I have too many passwords.  I admit that I don’t always use a unique password on websites that I rate low on my ‘do I care if I get hacked’ radar.  And, unless forced, I’m terrible at remembering to change them from time to time.  On the plus side, I don’t keep passwords on post-it notes by my screen but because I never write them down, that also means I forget them, a lot.  Can’t ‘they’ take a blood sample to prove it’s me (and check my blood glucose levels while they’re at it?)  I think I saw a Doctor Who episode that had something about chips being implanted into brains and interfacing the human with the computer, seems like that would work too.

Here are a few alternatives of the now and the future:

Picture Passwords (gesture passwords).
Choose one of your own images, come up with a unique way to make easily-remembered series of gestures on it (such as drawing a pair of glasses and eyebrows on the sun).  The gestures become your password.  Read more here.
Pros: Gestures might be easier to remember. Many more permutations than PINs or character set passwords.
Cons: Smudges on your touch screen might give away your gestures.  Easy for someone to shoulder-surf as you make your gestures.  You still have to remember at least three movements, in order.

Biometrics
Retina scans, palm scans, fingerprint scans, scans, voice recognition, signatures.
Pros: It’s unique. Biometric data is a lot more complex than a regular character set password.  Nothing to remember, just be you.
Cons: Uniqueness is also a weakness, if your data is hacked, if somebody else has stolen your fingerprint, for example, you can’t just change it.  There are some scary lengths that some people might go to to get a hold of your biometric password.

Tokens (dongles/certificates/device authentication)
Biometrics without the ‘bio’.  A piece of software that is attached to your device that provides physical, unique credentials.
Pros: It’s unique, hard to hack – and, unlike biometrics, if it ever does get compromised, you can change it.
Cons: You have to remember the dongle, or install the certificate, or register your device – and never lose any of them.

Behavioral Biometrics
The way you type, write, swipe, scan the page with your eyes, the tone of your voice, the sound of your sneeze, background noise, the programs you frequently use and how you use them.  Behavioral biometrics are constantly checking (and learning more about) your identity.
Pros: Non-stop authentication.  Extremely complex to mimic.  Effortless for the user.
Cons: Extremely complex to implement. Big brother.
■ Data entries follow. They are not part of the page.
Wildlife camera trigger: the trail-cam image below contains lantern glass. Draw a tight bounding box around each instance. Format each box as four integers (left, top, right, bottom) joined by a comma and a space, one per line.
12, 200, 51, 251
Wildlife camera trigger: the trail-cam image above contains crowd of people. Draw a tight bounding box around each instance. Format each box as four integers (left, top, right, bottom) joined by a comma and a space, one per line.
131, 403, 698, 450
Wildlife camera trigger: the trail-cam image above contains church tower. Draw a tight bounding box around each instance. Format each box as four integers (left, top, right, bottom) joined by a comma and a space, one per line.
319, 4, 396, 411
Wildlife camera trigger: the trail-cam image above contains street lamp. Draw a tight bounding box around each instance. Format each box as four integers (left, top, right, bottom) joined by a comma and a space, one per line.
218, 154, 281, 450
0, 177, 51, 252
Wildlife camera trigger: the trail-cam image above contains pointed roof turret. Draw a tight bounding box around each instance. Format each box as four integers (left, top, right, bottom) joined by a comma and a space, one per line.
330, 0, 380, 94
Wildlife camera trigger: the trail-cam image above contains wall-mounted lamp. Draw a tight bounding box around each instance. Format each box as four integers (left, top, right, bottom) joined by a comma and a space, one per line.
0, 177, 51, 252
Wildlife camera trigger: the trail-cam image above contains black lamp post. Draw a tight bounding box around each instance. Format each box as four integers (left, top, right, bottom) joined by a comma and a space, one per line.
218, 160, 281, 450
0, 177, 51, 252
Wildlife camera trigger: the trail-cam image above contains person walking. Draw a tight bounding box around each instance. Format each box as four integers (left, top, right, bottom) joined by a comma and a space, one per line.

These are just some of the current options.  Recent news is that Google is aiming for token-based two-factor authentication using something like a Yubico key.  By combining a physical authentication device with another type of password, the danger of losing that device becomes minimal (think of how you can lock your smart phone remotely if it gets lost).  The more I think about it, the more it seems to make sense – especially if they can incorporate the key into common objects that you normally carry around, minimizing the burden of having to remember something.  I’m looking forward to watching passwords evolve and having better ways to protect our data from rogue attacks.